Lei indica nella combinazione tra Ia e manifattura una grande opportunità per l’Italia. Quali settori possono beneficiare maggiormente di questa trasformazione?
«Tutti quelli in cui qualità, personalizzazione e precisione contano: macchinari, automotive, farmaceutica, dispositivi medici, agroalimentare, moda, arredamento, ceramica e logistica. L’Ia può anticipare guasti, ridurre scarti ed energia, controllare la qualità in tempo reale, accelerare la progettazione e rendere sostenibili produzioni personalizzate.

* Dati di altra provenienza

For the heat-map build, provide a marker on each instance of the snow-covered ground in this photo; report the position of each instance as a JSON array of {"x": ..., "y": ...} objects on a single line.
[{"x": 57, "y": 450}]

Può anche preservare competenze artigianali rendendole insegnabili. Non si tratta di sostituire l’artigiano con l’algoritmo, ma di dargli strumenti più potenti. La tradizione è più forte quando diventa piattaforma per innovare, non reliquia».

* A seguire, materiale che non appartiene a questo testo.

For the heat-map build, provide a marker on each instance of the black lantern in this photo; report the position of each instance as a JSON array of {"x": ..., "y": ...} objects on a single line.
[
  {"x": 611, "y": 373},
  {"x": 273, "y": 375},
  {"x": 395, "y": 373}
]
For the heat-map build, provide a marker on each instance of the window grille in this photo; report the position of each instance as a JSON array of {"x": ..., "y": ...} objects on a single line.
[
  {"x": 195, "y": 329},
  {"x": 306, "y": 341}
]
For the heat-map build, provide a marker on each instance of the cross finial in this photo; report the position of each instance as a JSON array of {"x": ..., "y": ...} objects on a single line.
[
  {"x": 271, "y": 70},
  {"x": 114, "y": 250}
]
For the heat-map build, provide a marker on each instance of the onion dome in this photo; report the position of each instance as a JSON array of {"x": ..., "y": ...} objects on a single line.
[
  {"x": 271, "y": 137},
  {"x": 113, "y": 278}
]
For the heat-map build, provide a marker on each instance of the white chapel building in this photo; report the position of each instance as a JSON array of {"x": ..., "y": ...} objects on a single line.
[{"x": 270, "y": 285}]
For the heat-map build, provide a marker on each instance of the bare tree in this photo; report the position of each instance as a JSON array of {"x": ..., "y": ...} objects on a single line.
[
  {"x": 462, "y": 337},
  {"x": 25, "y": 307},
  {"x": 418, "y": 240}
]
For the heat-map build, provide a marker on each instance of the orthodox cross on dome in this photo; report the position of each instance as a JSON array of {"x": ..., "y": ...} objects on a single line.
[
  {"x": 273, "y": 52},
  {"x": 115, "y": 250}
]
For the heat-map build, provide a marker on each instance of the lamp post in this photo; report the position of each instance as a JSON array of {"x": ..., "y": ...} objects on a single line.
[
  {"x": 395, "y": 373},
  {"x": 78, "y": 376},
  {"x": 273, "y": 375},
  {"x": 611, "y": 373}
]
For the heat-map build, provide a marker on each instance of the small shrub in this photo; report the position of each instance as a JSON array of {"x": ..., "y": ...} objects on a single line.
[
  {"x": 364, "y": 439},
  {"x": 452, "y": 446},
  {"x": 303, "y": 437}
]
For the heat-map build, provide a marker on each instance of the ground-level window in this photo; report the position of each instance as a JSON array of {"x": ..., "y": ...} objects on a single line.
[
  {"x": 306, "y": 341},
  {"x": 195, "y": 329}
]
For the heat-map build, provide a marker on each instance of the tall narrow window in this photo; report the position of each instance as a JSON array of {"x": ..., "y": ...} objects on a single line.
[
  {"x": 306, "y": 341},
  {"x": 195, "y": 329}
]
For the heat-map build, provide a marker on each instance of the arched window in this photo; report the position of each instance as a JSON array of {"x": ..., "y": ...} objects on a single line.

Quale consiglio darebbe agli imprenditori del Nordest che guardano al mercato americano?
«Puntare decisamente verso l’alto. Le imprese del Nordest non possono e non devono competere sul prezzo più basso con il Messico o con altri sistemi produttivi che hanno costi strutturalmente inferiori. Devono competere sulla qualità, sull’affidabilità e sulla capacità di risolvere problemi complessi meglio di chiunque altro. Negli Stati Uniti un cliente industriale è disposto a pagare di più quando sa che una macchina funzionerà, che le consegne saranno rispettate e che, quando emerge un problema, il fornitore risponderà immediatamente. Questo richiede una profonda integrazione con i clienti: comprendere i loro processi, progettare insieme, personalizzare le soluzioni e diventare parte della loro catena del valore, non semplicemente un venditore esterno».
Nel dopoguerra il sogno americano ha ispirato generazioni di imprenditori. Oggi esiste ancora oppure siamo entrati in una fase in cui l’Europa e l’Italia devono immaginare un modello diverso di sviluppo?
«Il sogno americano esiste ancora come aspirazione alla mobilità, alla possibilità di reinventarsi e alla ricompensa del lavoro. Oggi, però, disuguaglianze, polarizzazione e perdita di fiducia ne indeboliscono la promessa. L’Italia non deve rinnegare l’America; deve smettere di imitarla. Il sogno italiano costruisce crescita e rinnovamento a partire da bellezza, comunità, creatività, innovazione, qualità della vita e fiducia. Non sceglie tra mercato e società, tradizione e tecnologia, ambizione e umanità: prova a usarli insieme. L’autodeterminazione non è antiamericana. È il segno di un Paese adulto».